La Chiesa cattolica celebra oggi la festa della Madonna del Rosario e tradizione consolidata, vuole che a mezzogiorno si reciti la tradizionale Supplica alla Madonna di Pompei. Di questa festa parliamo con il noto mariologo, sacerdote, professor Salvatore Perrella. Professor Perrella, che cosa rappresenta e che origini ha questa festa?: ” é molto antica e risalente nel tempo e appunto, si prefigge di valorizzare ed esaltare la importanza del santo Rosario. Grazie alla recita del Rosario, sotto il pontificato di Pio V, poi canonizzato, il mondo occidentale, nella battaglia navale di Lepanto, ebbe sorprendentemente la meglio sulle truppe navali ottomane”. Aggiunge: ” va anche detto che questa festa la si deve ai domenicani, ricordando con gioia che il rosario é una istituzione tipicamente cattolica. Altre religiosi celebrano delle preghiere ripetute, delle litanie, ma la ripetitività del rosario, che fa bene al corpo e all’ anima, ha un significato salvifico e  …

… pacificatore, con uno scopo, ovvero rendere gloria al Salvatore per mezzo di Maria, celebrando i suoi misteri. Ecco perché, pur essendo mariano, il Rosario ha un valore cristologico. Nel rosario si ripetono le 150 avemaria, che ricordano il numero dei salmi dell’ Antico Testamento. Dunque é corretto dire che il Rosario é presidio e rifugio del cristiani, che lo recitano con sincera devozione e amore. Certamente se lo si fa in maniera superficiale e distratta, tanto per celebrare un rito, e senza alcuna convinzione interiore, non sortisce alcun effetto, come ogni preghiera. Il Rosario ha una enorme forza purificatrice e rasserenante dell’ animo, proprio a causa e ragione della sua apparente ripetitività”.

Veniamo alla Supplica che oggi si recita in ogni chiesa cattolica, alle 12: ” la Supplica é una orazione che si associa prevalentemente al Santuario di Pompei ed infatti é la supplica alla Madonna di Pompei. Si tratta di una bella preghiera, magari in alcune parti eccessivamente barocca e ridondante, ma bisogna tener conto dell’ epoca storica nella quale venne scritta. A proposito, venne elaborata da Bartolo  Longo, un ateo poi convertito al cattolicesimo”.

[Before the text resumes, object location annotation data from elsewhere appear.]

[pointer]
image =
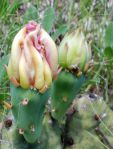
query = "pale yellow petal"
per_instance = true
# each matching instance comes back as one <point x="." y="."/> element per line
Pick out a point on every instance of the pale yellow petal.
<point x="24" y="77"/>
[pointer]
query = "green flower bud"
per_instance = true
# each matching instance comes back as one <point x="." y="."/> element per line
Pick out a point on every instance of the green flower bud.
<point x="74" y="52"/>
<point x="34" y="59"/>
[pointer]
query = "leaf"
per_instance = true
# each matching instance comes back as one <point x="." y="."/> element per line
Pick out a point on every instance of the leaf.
<point x="30" y="14"/>
<point x="49" y="19"/>
<point x="60" y="31"/>
<point x="109" y="35"/>
<point x="108" y="52"/>
<point x="3" y="61"/>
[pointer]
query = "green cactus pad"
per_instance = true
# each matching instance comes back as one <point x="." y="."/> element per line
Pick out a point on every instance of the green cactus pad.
<point x="28" y="116"/>
<point x="64" y="90"/>
<point x="50" y="137"/>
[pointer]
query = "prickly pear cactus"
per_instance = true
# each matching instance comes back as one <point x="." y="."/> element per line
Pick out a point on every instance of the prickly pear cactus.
<point x="32" y="67"/>
<point x="74" y="57"/>
<point x="49" y="139"/>
<point x="28" y="109"/>
<point x="63" y="91"/>
<point x="91" y="124"/>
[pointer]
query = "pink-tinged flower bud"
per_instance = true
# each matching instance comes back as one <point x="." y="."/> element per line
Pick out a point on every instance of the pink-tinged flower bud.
<point x="34" y="59"/>
<point x="74" y="52"/>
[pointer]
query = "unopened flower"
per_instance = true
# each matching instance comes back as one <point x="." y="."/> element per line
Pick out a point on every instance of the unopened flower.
<point x="33" y="61"/>
<point x="74" y="52"/>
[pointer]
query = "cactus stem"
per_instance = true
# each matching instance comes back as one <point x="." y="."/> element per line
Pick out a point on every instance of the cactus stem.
<point x="25" y="101"/>
<point x="21" y="131"/>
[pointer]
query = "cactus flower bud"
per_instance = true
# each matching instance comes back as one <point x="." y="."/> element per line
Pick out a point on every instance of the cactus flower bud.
<point x="74" y="51"/>
<point x="33" y="61"/>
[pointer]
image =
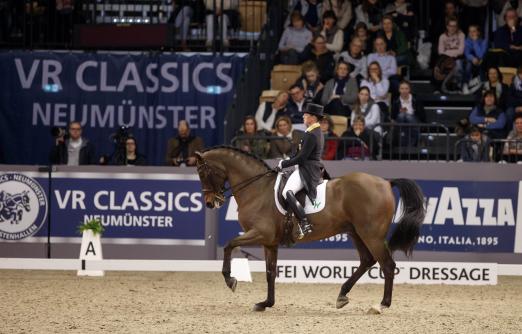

Questa festa, in Maggio, porta in evidenza il ruolo di Maria: ” lei é la tutta santa, colei che ci avvicina e ci porta a Dio con fede, semplicità e devozione. A volte nei confronti della mariologia, che fa parte della teologia, si nutre un certo pregiudizio e la si guarda con aria di sufficienza del tutto sbagliata, quasi fosse roba da donnette. La mariologia é una scienza seria, il culto mariano non é affatto secondario. Lo hanno ricordato sia Giovanni Paolo II  che Papa Benedetto XVI. Maria é necessaria al cristianesimo, ci aiuta sempre nelle difficoltà”.